03/07/2013

Pés gelados


Há meses durmo na geladeira. A cama é fria sem seu pé para encostar no meu, sem sua mania de roubar meu travesseiro no meio da noite.

O barulho do portão não alegra mais quando se fecha. Difícil preencher essa grande casa sozinho.

Os corredores perderam a vida, as coisas pegaram a mania de ficar absolutamente imóveis, como se tivessem o destino traçado.

Me perco em meio à bagunça dos meus pensamentos, como se a cabeça não desse mais pé, manchada por um espesso fundo escuro.

Se não fosse a rispidez da insensibilidade talvez tudo fosse diferente. Ingênuo imagino que alguém deveria tentar se colocar em meu lugar para sentir minha dor, mas ao mesmo tempo não recordo quando fiz algum esforço para ouvir o coração do outro.

Coloco mais um cobertor na cama, mas mesmo as três camadas de lã não me isolam do ambiente. O frio vem de dentro; germina da gruta onde guardei nossas lembranças. Inverno ártico permanente.

Pela manhã, envolvido nas atividades, não me recordo do que busco esquecer. O passar triunfante do dia me convence que superei o abandono, que tudo não passa de um machucadinho do passado que já cicatrizou. Como desejo que tudo fosse só dia, só triunfo, só cicatriz, se assim fosse poderia ao menos dormir uma noite inteira. Saudades da paz que guardava as madrugadas.

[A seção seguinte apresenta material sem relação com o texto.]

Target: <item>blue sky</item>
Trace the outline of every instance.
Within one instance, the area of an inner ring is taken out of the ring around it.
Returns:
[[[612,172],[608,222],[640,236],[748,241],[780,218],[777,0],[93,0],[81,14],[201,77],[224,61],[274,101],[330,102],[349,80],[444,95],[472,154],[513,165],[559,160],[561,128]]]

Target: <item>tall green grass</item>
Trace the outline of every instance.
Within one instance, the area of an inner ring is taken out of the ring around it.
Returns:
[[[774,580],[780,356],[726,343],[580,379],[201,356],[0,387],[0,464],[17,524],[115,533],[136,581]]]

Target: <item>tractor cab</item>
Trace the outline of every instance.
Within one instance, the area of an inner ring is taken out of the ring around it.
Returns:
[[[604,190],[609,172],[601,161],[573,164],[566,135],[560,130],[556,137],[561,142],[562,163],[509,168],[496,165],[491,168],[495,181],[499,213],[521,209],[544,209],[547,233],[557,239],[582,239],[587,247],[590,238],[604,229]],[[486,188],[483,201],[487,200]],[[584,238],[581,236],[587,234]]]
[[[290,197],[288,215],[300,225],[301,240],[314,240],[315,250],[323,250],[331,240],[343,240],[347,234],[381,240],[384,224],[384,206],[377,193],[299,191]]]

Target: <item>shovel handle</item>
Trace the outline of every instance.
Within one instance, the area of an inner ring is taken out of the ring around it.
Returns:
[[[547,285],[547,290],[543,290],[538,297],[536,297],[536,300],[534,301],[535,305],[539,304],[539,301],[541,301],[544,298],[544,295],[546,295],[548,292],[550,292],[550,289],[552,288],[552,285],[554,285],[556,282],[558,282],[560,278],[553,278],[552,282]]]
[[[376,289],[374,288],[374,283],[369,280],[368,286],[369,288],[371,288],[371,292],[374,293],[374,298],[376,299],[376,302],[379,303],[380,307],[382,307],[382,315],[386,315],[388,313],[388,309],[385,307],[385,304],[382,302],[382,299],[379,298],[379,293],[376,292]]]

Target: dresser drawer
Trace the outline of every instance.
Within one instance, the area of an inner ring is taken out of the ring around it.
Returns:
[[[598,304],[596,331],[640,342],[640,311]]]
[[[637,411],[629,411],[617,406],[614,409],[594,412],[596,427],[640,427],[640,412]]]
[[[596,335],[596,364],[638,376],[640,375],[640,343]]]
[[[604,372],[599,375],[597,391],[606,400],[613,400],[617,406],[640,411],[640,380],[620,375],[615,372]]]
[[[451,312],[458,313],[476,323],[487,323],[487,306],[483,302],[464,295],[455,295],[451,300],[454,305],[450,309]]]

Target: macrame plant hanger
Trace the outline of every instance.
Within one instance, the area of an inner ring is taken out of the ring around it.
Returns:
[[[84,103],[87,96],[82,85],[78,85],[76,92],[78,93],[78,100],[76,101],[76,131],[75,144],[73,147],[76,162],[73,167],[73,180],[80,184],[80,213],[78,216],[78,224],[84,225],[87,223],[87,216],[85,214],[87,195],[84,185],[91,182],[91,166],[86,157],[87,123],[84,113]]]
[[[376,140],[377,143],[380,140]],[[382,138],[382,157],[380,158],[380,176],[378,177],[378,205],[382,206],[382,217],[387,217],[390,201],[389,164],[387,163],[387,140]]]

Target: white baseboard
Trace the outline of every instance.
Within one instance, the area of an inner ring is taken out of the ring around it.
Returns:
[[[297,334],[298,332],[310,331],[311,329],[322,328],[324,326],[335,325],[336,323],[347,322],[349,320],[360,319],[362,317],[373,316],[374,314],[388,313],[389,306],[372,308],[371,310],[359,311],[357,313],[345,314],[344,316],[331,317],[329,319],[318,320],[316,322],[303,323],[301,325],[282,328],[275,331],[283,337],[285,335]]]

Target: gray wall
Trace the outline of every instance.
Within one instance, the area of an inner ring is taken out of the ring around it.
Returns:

Eu não mereço isso! O que fiz para ser punido dessa forma? Alguém, por favor, me enterre. Não quero mais ver a luz, não quero mais enxergar esperança. O mundo é podre e as pessoas vazias, é assim que contemplo a vida do interior do meu cordão de isolamento.

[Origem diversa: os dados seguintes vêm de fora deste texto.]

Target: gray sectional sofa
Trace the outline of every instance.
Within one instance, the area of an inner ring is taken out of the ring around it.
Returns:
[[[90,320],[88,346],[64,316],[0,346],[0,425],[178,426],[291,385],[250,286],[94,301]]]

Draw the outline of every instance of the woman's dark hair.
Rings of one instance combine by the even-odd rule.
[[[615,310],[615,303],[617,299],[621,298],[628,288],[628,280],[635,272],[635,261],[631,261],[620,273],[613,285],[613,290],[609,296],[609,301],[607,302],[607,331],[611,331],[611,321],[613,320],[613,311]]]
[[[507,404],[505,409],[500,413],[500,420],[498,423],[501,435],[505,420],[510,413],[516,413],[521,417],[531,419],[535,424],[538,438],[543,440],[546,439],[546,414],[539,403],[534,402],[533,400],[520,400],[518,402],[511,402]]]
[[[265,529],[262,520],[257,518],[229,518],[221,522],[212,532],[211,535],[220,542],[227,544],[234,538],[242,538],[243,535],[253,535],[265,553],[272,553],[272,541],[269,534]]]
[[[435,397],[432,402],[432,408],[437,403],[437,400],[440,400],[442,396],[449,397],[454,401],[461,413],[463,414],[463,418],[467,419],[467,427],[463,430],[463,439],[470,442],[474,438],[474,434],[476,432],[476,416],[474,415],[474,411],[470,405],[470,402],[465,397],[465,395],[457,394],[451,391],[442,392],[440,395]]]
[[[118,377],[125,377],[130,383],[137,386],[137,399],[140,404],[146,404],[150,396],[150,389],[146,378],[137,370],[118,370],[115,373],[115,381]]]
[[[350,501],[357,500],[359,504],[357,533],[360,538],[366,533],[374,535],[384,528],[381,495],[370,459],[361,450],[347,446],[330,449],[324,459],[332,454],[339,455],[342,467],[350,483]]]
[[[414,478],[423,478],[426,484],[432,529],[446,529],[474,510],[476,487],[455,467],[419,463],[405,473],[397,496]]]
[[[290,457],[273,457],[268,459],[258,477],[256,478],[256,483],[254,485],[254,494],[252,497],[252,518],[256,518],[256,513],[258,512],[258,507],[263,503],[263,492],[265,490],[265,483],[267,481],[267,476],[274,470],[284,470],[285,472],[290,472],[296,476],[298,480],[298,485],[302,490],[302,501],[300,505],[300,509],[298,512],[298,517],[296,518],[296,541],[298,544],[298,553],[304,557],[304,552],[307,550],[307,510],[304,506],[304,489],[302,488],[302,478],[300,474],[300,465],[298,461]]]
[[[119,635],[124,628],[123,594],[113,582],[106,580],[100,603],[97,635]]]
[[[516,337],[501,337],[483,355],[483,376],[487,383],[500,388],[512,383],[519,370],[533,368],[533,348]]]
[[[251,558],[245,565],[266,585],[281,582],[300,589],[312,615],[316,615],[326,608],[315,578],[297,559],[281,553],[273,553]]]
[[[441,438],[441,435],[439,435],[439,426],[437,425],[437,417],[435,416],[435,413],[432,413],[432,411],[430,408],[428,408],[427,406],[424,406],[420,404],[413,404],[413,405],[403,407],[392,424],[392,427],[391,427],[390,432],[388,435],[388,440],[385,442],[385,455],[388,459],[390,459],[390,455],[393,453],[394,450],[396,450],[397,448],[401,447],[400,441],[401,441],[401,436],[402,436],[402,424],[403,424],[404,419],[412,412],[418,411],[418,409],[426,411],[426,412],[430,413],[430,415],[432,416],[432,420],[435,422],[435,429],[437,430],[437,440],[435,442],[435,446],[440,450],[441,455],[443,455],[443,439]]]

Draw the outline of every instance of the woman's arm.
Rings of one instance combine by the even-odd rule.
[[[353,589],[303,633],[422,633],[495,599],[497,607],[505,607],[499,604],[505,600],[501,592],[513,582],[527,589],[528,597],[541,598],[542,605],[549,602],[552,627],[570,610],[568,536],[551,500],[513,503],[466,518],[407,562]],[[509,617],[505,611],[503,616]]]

Sofrer é dolorido, então escolho não sentir. O remédio é mais amargo que a doença. Fugindo das expectativas desaprendo a sonhar. Da caixa de lápis de cor só me sobrou o cinza para traçar o futuro.

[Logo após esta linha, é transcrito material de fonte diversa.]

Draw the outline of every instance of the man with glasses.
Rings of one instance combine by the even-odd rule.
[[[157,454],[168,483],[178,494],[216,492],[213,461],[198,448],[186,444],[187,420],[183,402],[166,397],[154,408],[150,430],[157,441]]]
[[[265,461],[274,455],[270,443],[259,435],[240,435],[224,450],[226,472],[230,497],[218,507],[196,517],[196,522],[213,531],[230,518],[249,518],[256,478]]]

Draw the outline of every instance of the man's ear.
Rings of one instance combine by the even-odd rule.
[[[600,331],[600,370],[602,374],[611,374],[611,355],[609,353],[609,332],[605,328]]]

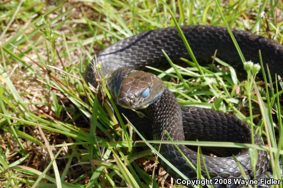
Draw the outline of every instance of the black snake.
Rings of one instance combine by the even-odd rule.
[[[234,67],[242,68],[243,63],[225,28],[201,25],[181,28],[199,63],[210,63],[212,56],[217,49],[218,58]],[[232,30],[232,32],[246,60],[259,63],[260,49],[263,62],[268,63],[271,74],[283,76],[283,46],[272,40],[247,32]],[[161,140],[162,133],[166,130],[174,140],[184,140],[185,138],[188,140],[250,143],[250,128],[237,118],[210,109],[180,107],[157,77],[150,74],[144,76],[144,72],[133,70],[144,69],[146,65],[168,66],[162,49],[175,63],[182,63],[180,57],[190,59],[175,27],[139,34],[120,41],[100,52],[97,60],[101,63],[104,75],[111,75],[107,80],[108,86],[117,103],[126,108],[147,107],[143,110],[151,118],[154,139]],[[114,71],[116,69],[118,70]],[[85,78],[92,84],[96,84],[92,63],[87,68]],[[154,92],[152,89],[157,84],[159,90]],[[154,95],[154,98],[150,98],[149,93]],[[263,144],[258,135],[255,134],[254,137],[256,144]],[[163,139],[168,139],[166,136]],[[197,153],[185,146],[178,146],[196,166]],[[172,145],[162,145],[160,152],[187,177],[196,178],[195,171]],[[268,161],[265,151],[258,150],[258,153],[256,174],[259,177],[268,170]],[[252,179],[247,150],[242,150],[236,157],[247,177]],[[232,157],[215,158],[204,155],[204,158],[211,178],[243,178]],[[161,163],[171,176],[178,177],[164,162]],[[205,176],[202,162],[201,167]],[[233,186],[235,185],[228,187]]]

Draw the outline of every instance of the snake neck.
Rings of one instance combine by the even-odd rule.
[[[166,130],[172,140],[184,140],[181,109],[167,88],[158,100],[145,109],[145,112],[153,121],[155,140],[169,140]]]

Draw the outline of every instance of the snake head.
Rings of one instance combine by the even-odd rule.
[[[164,90],[163,82],[157,76],[125,68],[112,72],[107,85],[117,103],[130,109],[146,108],[159,98]]]

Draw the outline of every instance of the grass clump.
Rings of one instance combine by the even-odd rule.
[[[0,2],[1,186],[175,186],[157,165],[152,150],[144,142],[134,141],[133,128],[116,118],[107,96],[99,99],[99,93],[85,83],[86,65],[110,43],[177,23],[224,26],[225,20],[231,27],[282,43],[283,21],[279,0],[228,0],[219,7],[214,0],[170,2]],[[273,153],[273,175],[280,178],[279,159],[283,154],[280,78],[273,80],[266,72],[263,82],[255,82],[252,76],[239,80],[235,70],[220,60],[215,59],[219,66],[206,66],[184,61],[187,67],[150,68],[160,73],[181,105],[232,113],[253,127],[266,143],[262,148]],[[273,82],[275,84],[268,84]]]

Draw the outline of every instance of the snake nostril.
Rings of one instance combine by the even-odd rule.
[[[127,98],[130,100],[132,100],[135,98],[134,95],[128,95],[127,96]]]

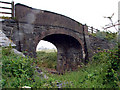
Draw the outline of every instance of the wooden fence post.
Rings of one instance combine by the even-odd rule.
[[[11,5],[12,5],[12,18],[14,19],[14,15],[15,15],[15,12],[14,12],[14,1],[12,1],[12,3],[11,3]]]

E assim, diante da minha verdade em preto em branco, quem você pensa que é para oferecer colorido? Qual o motivo do seu interesse? Apenas me humilhar novamente? O que tem por trás dessa generosidade? Se bem que olhando assim de perto, bem de perto, reconheço no fundo de suas pupilas a mesma gruta fria que carrego em mim; a mesma essência gelada que me entorpece.

Me faz mais leve, mesmo que seja temporário, pois não mais preciso de amores eternos. Esfrega seu pé no meu, esfrega, que tudo que precisamos é de um pouquinho de calor.